I would not go as far as to call Fresh a restaurant. It is the quintessential country kitchen with patrons literally eating next to the area where the pottering, chopping and cooking is going on. The atmosphere is just as relaxed as one would want it to be in this beautiful region of the Cape, with the fare being of the from-farm-to-kitchen variety.

Open from morning until late afternoon, Fresh offers breakfast, all-day staples such as croque monsieur and gourmet hamburgers as well as quite an extensive lunch menu.

For lunch one can start with soups such as pea and coriander or tomato and basil. There is smoked salmon, smoked chicken and Caesar salad, too. On the main side the eye falls on Thai Curry, the ubiquitous bobotie, Parmesan chicken and a couple of Pasta dishes.

After a strenuous morning’s tasting Chardonnay and Pinot Noir from the barrels with winemaker Andries Burger and Paul Cluver Jnr, I needed no invitation to try out Joan’s Fresh stuff.

We started out with a pear and Gorgonzola salad. All crisp, fresh and crunchy, the strong cheese offset the sweetness of the pear beautifully and the whole thing was a perfect accompaniment to the Paul Cluver Riesling, probably the best Riesling in the country.

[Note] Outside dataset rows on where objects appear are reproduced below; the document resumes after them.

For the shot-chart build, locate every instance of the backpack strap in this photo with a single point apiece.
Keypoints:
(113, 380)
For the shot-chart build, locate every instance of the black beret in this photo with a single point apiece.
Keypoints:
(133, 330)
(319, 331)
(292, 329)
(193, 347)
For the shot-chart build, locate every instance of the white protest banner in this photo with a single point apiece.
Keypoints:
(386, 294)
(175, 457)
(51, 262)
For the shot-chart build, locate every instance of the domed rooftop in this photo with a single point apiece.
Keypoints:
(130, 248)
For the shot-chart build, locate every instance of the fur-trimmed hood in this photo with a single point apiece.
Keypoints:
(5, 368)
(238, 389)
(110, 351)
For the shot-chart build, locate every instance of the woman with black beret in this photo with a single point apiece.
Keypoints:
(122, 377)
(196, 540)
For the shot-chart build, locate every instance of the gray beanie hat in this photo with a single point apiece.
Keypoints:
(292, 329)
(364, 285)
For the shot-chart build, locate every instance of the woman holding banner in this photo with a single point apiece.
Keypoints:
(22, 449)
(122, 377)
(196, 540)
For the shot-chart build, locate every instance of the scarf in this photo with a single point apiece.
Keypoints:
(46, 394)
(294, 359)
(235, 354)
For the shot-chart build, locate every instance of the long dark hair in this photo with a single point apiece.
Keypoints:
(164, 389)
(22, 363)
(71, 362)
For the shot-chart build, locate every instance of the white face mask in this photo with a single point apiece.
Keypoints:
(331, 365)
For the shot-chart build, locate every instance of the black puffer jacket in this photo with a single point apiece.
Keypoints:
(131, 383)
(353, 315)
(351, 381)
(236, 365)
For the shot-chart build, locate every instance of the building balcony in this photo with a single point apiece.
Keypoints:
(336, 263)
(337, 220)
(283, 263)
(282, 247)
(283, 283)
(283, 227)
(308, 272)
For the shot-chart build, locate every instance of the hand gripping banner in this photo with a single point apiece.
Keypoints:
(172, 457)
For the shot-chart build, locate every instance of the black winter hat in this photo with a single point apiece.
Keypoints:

Joan was on hand to inform me that where possible, herbs and vegetables are sourced from the Cluver garden or from as close as possible. Makes sense to me: the whole valley looks like a green salad, so there should be plenty of good stuff around.

Andries hauled out some Pinot Noir for the main course, including the epic Paul Cluver 7 Flags, the Estate’s flagship. With this kind of wine, a combination of poetic, dreamy lushness and sleek racing horse power, I hoped our hosts were going to bring a hearty dish to the party.

The beef medallions did not disappoint. Tender, flavoursome fillet covered in a port and red wine reduction. Potatoes gratin with just the right blend of silky cream-cheese moistness. The vegetables included fresh asparagus of the most wonderful emerald green. And my favourite: large, chunky fresh broad beans.

Yes, it was as good as it sounds. And asked my opinion I told my hosts that this was the kind of food I’d expect on a wine farm in Burgundy where the winemakers wife was a very competent cook. Tasty, nourishing and satisfying without being overbearing.

Desserts include fresh apple pie, Pavlova, fruit salad and ice cream, chocolate mousse and lemon meringue pie. Just like the rest of the meal, these all freshly prepared and the baking done in-house. And to round it off, well, that superb huge coffee machine standing on the shelf is used to great effect.

Starters range from R30 to R60, mains from R50 to R75 and desserts R30 to R40. Wines are available at cellar-door prices, and can be purchased by the bottle or the glass.

Apologies to Houwhoek, who from now are going to be seeing a lot less of me at the pie counter.